Laboratory study of hypervelocity spacecraft fragmentation has traditionally involved the collection and analysis of fragments that were caught in decelerating material surrounding the impact. This process has typically involved the disintegration of the catchment material either through chemical dissolution, or through physical excavation to recover the fragments. Due to the scale of fragmentation studies such as DebriSat and DebrisLV (each using more than 12 cubic meters of polyurethane foam to capture the fragments), these ongoing projects have used X-ray imagery to precisely locate and thus more efficiently extract fragments in the soft-catch material. Three years into the extraction process, a side study was initiated to determine additional information from the X-rays, with significant results. This study was instrumental when the project was forced to replace the X-ray system around which the extraction process had been based.

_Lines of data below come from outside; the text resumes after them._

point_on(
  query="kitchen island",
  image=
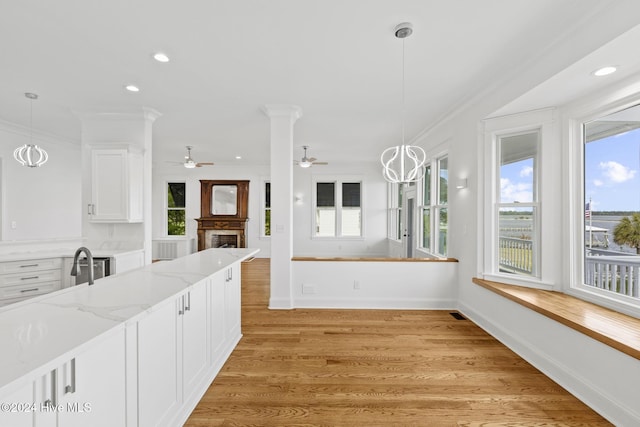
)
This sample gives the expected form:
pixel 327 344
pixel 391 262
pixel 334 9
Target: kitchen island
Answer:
pixel 136 349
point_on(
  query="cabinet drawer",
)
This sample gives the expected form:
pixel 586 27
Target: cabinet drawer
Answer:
pixel 29 290
pixel 30 265
pixel 30 277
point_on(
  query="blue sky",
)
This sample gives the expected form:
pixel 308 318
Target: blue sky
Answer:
pixel 612 175
pixel 612 172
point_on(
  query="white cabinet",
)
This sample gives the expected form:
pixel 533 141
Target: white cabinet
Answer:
pixel 232 296
pixel 86 390
pixel 172 356
pixel 116 185
pixel 20 280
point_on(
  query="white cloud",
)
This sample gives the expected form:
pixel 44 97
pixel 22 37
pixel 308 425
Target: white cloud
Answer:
pixel 526 171
pixel 515 191
pixel 616 172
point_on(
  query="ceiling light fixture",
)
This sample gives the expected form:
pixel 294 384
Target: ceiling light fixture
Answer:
pixel 31 155
pixel 160 57
pixel 403 163
pixel 604 71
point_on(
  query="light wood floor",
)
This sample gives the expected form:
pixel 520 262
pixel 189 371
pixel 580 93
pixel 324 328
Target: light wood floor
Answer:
pixel 375 368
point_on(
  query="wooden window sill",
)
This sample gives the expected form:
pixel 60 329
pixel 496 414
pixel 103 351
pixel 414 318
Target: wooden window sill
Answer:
pixel 615 329
pixel 373 259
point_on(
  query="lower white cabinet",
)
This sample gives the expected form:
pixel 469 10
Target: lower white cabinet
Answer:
pixel 172 355
pixel 86 390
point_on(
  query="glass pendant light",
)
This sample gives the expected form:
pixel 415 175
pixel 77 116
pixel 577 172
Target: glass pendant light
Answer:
pixel 403 163
pixel 30 155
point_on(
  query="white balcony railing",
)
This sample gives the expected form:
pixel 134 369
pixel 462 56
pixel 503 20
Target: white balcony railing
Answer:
pixel 620 274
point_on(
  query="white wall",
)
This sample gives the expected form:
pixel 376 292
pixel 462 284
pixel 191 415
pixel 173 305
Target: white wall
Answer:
pixel 43 203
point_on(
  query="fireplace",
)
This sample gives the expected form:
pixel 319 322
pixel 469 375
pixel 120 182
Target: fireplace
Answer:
pixel 223 210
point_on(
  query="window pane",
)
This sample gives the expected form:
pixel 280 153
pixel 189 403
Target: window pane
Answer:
pixel 267 194
pixel 443 187
pixel 325 194
pixel 516 243
pixel 351 221
pixel 175 196
pixel 325 222
pixel 442 231
pixel 517 168
pixel 350 194
pixel 427 186
pixel 426 228
pixel 175 223
pixel 612 203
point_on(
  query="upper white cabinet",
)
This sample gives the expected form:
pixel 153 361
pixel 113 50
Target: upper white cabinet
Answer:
pixel 116 185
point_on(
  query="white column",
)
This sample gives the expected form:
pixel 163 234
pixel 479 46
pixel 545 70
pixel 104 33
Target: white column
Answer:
pixel 282 117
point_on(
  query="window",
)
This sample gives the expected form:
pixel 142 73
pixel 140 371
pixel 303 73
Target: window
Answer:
pixel 266 210
pixel 516 206
pixel 434 207
pixel 338 209
pixel 611 164
pixel 176 208
pixel 394 211
pixel 522 165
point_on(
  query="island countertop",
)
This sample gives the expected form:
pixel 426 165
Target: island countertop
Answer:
pixel 36 333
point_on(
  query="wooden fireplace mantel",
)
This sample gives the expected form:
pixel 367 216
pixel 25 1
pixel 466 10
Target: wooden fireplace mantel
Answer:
pixel 227 224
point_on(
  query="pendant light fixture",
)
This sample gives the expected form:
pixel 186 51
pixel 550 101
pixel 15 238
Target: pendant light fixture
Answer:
pixel 31 155
pixel 403 163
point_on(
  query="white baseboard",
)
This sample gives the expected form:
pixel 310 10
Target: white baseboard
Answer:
pixel 576 384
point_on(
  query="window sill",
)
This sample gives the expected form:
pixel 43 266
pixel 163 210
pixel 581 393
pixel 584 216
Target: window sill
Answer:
pixel 614 329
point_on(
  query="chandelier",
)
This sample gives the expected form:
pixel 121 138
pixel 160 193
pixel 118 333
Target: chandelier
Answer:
pixel 403 163
pixel 31 155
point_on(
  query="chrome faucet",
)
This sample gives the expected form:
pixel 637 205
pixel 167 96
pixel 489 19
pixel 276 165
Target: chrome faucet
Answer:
pixel 76 267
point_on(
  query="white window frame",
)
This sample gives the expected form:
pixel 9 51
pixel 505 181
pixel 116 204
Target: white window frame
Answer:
pixel 575 116
pixel 394 212
pixel 263 208
pixel 434 207
pixel 548 203
pixel 338 180
pixel 166 209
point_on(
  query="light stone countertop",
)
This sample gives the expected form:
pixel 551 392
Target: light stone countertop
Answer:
pixel 38 333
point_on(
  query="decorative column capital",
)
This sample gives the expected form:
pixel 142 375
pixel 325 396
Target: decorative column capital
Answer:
pixel 283 110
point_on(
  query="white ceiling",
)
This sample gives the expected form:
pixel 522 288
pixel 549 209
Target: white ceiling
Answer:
pixel 336 59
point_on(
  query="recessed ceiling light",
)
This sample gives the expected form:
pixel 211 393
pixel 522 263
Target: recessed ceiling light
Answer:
pixel 160 57
pixel 604 71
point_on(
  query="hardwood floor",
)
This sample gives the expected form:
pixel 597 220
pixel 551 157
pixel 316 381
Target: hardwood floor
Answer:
pixel 375 368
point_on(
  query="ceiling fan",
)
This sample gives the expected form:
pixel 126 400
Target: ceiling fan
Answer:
pixel 189 163
pixel 306 162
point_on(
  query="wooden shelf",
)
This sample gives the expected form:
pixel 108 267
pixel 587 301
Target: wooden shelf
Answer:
pixel 610 327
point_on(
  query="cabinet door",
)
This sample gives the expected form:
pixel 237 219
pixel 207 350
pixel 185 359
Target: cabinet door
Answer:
pixel 158 361
pixel 217 313
pixel 232 302
pixel 92 386
pixel 20 411
pixel 195 355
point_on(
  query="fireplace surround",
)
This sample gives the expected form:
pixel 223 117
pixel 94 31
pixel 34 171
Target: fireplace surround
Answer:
pixel 223 214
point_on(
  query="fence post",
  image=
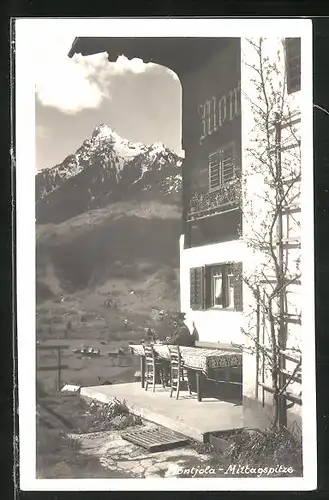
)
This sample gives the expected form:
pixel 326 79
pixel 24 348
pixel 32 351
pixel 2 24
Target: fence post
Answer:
pixel 59 382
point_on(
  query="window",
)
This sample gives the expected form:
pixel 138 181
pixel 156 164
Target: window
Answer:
pixel 222 287
pixel 216 287
pixel 221 167
pixel 293 64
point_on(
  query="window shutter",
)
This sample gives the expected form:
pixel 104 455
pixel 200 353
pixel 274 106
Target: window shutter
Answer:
pixel 221 166
pixel 197 288
pixel 238 298
pixel 215 170
pixel 228 164
pixel 293 64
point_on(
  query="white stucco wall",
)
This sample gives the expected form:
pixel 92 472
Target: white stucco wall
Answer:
pixel 212 325
pixel 272 48
pixel 225 326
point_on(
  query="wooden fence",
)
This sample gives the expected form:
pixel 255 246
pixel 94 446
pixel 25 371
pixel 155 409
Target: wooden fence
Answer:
pixel 59 366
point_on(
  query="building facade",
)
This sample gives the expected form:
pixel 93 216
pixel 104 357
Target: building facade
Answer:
pixel 240 123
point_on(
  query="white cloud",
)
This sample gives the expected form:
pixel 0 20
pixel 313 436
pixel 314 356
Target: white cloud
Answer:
pixel 42 132
pixel 72 85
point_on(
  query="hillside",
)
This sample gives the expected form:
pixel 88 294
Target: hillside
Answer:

The revised process continues to map the debris for extraction. Having adapted the prior process to use alternate X-ray technology, the project is in parallel systematically addressing the limits/tolerances of what X-rays can reveal about size, shape, density, mass, velocity, energy, and deformation/damage exerted on the fragment during the deceleration in the catchment material. All these features have been optimized or have sufficient understanding to characterize the basic factors that will define a complete data set extracted solely from X-ray imagery. It is an ideal time to develop such a process, with extracted fragments providing “ground truth” against image-only data, and abundant available imagery of the same fragments under both the prior and replacement X-ray technologies, which have several fundamentally different characteristics.

This paper addresses the types and quality of hypervelocity fragmentation data that can be extracted from X-rays. It further addresses the question of whether and under what circumstances future hypervelocity experiments can use X-ray methods to largely–or to completely–avoid the extraction process in recording all appropriate results of the test. Lastly, this paper addresses lessons learned, and how future efforts might be further optimized.